Campaigns and UTM tracking
Campaign tracking is used to identify the source of traffic coming to a website.
At the highest level, we can distinguish paid traffic (that derives from ad spend) with non-paid traffic: visitors who come to the website by entering the URL directly, clicking on a link from a referrer site or clicking on an organic link returned in a search results, for example.
In order to identify paid traffic, Snowplow users need to set five query parameters on the links used in ads. Snowplow checks for the presence of these query parameters on the web pages that users load: if it finds them, it knows that that user came from a paid source, and stores the values of those parameters so that it is possible to identify the paid source of traffic exactly.
If the query parameters are not present, Snowplow reasons that the user is from a non-paid source of traffic. It then checks the page referrer (the url of the web page the user was on before visiting our website), and uses that to deduce the source of traffic:
- If the URL is identified as a search engine, the traffic medium is set to "organic" and Snowplow tries to derive the search engine name from the referrer URL domain and the keywords from the query string.
- If the URL is a non-search 3rd party website, the medium is set to "referrer". Snowplow derives the source from the referrer URL domain.
Campaign information is automatically tracked.
Identifying paid sources
Your different ad campaigns (PPC campaigns, display ads, email marketing messages, Facebook campaigns etc.) will include one or more links to your website e.g.:
<a href="http://mysite.com/myproduct.html">Visit website</a>
We want to be able to identify people who've clicked on ads e.g. in a marketing email as having come to the site having clicked on a link in that particular marketing email. To do that, we modify the link in the marketing email with query parameters, like so:
<a href="http://mysite.com/myproduct.html?utm_source=newsletter-october&utm_medium=email&utm_campaign=cn0201">Visit website</a>
For the prospective customer clicking on the link, adding the query parameters does not change the user experience. (The user is still directed to the webpage at http://mysite.com/myproduct.html
.) But Snowplow then has access to the fields given in the query string, and uses them to identify this user as originating from the October Newsletter, an email marketing campaign with campaign id = cn0201.

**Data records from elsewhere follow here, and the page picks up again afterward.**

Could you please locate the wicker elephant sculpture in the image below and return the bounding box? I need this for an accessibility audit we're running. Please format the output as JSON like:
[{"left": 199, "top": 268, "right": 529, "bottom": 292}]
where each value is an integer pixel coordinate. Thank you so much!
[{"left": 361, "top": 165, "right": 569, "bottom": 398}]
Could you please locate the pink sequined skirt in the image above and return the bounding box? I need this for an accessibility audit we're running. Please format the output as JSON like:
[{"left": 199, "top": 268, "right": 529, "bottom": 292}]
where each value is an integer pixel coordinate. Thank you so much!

Anatomy of the query parameters
Snowplow uses the same query parameters used by Google Analytics. Because of this, Snowplow users who are also using GA do not need to do any additional work to make their campaigns trackable in Snowplow as well as GA. Those parameters are:
Parameter | Name | Description |
---|---|---|
utm_source | Campaign source | Identify the advertiser driving traffic to your site e.g. Google, Facebook, autumn-newsletter etc. |
utm_medium | Campaign medium | The advertising / marketing medium e.g. cpc, banner, email newsletter, in-app ad, cpa |
utm_campaign | Campaign id | A unique campaign id. This can be a descriptive name or a number / string that is then looked up against a campaign table as part of the analysis |
utm_term | Campaign term(s) | Used for search marketing in particular, this field is used to identify the search terms that triggered the ad being displayed in the search results. |
utm_content | Campaign content | Used either to differentiate similar content or two links in the same ad. (So that it is possible to identify which is generating more traffic.) |
The parameters are described in the Google Analytics help page. Google also provides a urlbuilder which can be used to construct the URL incl. query parameters to use in your campaigns.